TWT Wave 2 may be purchased here: https://shorturl.at/ezFNn
Damien B. Donnelly
is the author of 2 pamphlets, a micro-collection and full collection, Enough! published by Hedgehog. He’s the host/producer of Eat the Storms, poetry podcast, and editor-in-chief of The Storms journal. His work appears in various anthologies. His 2nd collection was published in 2024 with Turas Press.
X @deuxiemepeau Bluesky @eatthestorms.com Instagram @damiboy
The Interview
1 How did you decide on what poems to send?
I picked the ones that challenged me the most to write. The ask was to be untamed, in both content and creation. This wasn’t a process of flow, it was a journey into the dig, digging into the theme and digging into how I write. I wanted to push myself into a place of discomfort, a place unfamiliar and see how I could write my way through it.

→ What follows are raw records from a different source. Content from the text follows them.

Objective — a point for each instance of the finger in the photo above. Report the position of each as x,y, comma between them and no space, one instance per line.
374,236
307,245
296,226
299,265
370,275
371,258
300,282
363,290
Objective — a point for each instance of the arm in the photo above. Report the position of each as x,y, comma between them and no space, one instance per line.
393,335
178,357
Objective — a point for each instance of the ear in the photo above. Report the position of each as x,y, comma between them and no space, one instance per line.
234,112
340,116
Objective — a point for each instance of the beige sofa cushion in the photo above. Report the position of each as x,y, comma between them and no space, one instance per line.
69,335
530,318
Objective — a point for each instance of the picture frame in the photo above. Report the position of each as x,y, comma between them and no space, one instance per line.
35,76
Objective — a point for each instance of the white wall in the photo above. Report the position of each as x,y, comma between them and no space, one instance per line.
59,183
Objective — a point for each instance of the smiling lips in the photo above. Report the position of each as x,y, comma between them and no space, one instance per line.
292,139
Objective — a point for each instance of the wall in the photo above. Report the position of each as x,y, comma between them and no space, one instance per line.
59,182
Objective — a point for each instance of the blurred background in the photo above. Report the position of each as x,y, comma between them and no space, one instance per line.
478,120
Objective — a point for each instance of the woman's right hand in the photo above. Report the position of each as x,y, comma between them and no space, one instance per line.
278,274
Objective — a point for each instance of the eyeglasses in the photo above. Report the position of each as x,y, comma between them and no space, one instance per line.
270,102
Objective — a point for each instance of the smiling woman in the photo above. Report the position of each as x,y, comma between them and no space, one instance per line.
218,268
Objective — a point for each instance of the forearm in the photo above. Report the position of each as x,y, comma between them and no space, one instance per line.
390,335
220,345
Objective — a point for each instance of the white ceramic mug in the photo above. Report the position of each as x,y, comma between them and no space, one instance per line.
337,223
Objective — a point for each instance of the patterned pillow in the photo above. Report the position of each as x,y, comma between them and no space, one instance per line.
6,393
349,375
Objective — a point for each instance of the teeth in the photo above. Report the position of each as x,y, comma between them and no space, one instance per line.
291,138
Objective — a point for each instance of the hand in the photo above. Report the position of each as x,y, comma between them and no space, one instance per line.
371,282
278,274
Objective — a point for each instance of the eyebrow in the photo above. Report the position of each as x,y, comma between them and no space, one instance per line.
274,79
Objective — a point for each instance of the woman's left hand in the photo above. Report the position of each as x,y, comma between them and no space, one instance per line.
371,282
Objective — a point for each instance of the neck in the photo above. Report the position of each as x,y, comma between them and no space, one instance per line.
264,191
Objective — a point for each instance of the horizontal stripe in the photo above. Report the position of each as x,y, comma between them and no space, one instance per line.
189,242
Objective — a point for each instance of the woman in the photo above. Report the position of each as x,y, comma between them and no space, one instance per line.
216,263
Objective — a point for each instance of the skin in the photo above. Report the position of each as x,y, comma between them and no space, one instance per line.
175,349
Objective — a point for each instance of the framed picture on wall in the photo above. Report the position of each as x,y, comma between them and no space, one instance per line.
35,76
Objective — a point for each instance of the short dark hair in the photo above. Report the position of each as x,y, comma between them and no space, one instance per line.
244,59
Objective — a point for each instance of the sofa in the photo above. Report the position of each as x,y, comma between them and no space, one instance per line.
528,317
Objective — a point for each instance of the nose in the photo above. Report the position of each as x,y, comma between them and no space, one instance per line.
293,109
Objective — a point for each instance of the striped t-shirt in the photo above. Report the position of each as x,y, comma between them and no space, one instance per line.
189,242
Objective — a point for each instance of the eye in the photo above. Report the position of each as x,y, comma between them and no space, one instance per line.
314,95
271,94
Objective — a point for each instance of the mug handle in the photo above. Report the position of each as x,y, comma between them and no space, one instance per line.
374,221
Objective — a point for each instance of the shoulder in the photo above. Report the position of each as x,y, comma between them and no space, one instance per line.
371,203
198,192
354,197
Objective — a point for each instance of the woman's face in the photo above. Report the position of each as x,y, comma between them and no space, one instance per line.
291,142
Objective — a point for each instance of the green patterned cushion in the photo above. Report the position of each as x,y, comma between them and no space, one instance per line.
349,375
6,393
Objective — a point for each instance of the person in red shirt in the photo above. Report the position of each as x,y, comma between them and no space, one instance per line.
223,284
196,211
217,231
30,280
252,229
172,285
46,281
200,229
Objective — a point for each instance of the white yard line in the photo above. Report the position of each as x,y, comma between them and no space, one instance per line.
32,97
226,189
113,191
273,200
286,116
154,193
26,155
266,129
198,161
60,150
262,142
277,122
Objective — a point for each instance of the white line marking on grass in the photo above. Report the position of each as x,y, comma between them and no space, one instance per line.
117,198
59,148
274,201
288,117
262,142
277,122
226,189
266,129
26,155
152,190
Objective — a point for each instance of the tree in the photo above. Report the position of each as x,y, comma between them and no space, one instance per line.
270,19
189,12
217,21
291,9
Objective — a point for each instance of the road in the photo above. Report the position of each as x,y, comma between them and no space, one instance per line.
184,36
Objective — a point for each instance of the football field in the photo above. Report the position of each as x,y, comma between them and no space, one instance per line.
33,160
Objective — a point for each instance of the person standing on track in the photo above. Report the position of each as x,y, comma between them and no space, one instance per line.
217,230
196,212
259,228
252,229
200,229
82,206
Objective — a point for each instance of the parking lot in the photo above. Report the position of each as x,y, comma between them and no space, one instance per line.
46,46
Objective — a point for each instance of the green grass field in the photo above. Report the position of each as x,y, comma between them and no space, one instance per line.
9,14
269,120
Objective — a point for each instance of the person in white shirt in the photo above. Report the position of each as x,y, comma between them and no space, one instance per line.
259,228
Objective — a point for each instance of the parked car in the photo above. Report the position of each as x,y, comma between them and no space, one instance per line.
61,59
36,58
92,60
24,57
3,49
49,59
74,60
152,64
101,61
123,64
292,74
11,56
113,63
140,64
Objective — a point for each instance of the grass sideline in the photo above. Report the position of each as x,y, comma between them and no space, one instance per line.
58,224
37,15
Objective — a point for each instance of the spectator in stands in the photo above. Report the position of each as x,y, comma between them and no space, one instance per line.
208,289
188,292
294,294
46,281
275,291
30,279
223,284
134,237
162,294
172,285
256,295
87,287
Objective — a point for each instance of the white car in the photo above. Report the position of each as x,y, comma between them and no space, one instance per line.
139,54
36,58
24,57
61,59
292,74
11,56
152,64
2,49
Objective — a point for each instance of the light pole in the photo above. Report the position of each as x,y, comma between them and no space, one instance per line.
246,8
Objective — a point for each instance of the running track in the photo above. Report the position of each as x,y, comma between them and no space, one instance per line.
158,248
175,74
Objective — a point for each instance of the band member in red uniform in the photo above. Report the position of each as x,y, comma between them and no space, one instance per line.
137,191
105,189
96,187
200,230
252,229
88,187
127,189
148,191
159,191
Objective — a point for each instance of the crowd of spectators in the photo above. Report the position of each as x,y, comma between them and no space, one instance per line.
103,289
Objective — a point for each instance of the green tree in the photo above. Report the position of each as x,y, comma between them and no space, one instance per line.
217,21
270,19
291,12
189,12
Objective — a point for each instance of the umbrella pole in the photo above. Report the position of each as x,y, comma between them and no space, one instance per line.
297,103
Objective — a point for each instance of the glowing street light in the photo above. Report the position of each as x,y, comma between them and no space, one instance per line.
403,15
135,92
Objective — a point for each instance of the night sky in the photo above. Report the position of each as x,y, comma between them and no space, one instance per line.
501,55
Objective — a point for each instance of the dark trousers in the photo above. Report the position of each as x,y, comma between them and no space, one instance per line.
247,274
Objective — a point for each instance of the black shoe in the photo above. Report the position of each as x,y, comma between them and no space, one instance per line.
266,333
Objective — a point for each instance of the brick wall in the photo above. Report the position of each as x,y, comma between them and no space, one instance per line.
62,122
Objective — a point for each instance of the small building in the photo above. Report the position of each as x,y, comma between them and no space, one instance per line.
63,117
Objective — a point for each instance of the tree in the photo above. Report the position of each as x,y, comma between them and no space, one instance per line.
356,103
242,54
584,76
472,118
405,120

2 What poetic form did it take, and why?
It was free form and it had to be. The poem is, in its essence, beyond restraint, a chorus of coincidence instead of curated notes. It is based on an actual walk through a wood in County Monaghan, in Ireland, in November. It was a place where sound betrayed logic, I heard the sea in the rustle of leaves still holding on, snakes hissed under the rusting of fallen leaves, crisp under foot but I was nowhere near the sea and far from a single snake, thanks to St. Patrick! There was a lake, a shimmer of light in place of sound, hotel-sheet still, and I wanted some of the lines to have that quality, pulled so tight while others felt cracked, submerged. I wanted it to feel as random as the wild.
3 How did you use the whiteness of the page in your poem?
I hope the whiteness allows the poem to spread itself snake-like across the page, it twists at its own will, it has breaks, things missing, broken bits nature had already digested and other spaces to regurgitate them later. The white spaces also become the route the wind takes through the words. You can look down on the page itself as if you are looking down on the wood from above, lines of trees next to open spaces where others have been felled, have fallen, have refused to grown to man’s plan. You can plant the seed but the wood is forever unwilling to be tamed. I wanted it to be something big, heavy, clunky.
4 How did you decide on the title of your poem?
The poem is a song of the wild, a song of a wild thing so there is nothing gentle to the title, it has its own crunch but there is also a playfulness to it as it falls from the tongue with its use of alliteration while I hope the onomatopoeia in the poem itself brings to life the sound of the wind, its snake-like hissing. It was an orchestration of both, though the conductor, nature itself, carved the narrative.
5 Imagery, or narrative. Which was more important to you in writing the poem?
The poem is loaded with images but I realise, however detailed I become with the image, the reader will make their own visions, that’s the journey into a poem or a story, when the author hands over the ownership and the reader builds their own scenes in which it all takes place. As the writer, I see it, but it is my vision. A piece of writing, when read by many, finds itself forming its own world in the minds of many consciousnesses and none of these worlds are truly alike.
6 What do you think of where your poem is placed in the collection?
I am in awe of all my fellow contributors as much as I was in awe of all who made Wave 1 so remarkable. To be anywhere in here, with these names, with these writers, is an honour. The curation tells a story from beginning to end, it is an anthology but it has its threads and I love how Jen’s ‘trees whisper’ into mine and how the final ‘Fall’ of my poem blends seamlessly into the ‘washed greens’ of the next, how the crunch of mine rubs against the ‘brutal cleave of salt’ of Lesley’s Earth’s Gift.
7 Once they have read your poem, what do you hope the reader will leave with?
To go out and listen, to hear nature, to fall into its harmonies and tremble at the breath of its roar. The world, even when sleeping, is never silent, even the lake, at point of freezing, can be heard almost shuffling itself into solid structure, as if it never knew the flow of liquid. And we are losing it, every day, more and more. This is not the place of permanence we once imagined. Catch it before it falls from grasp.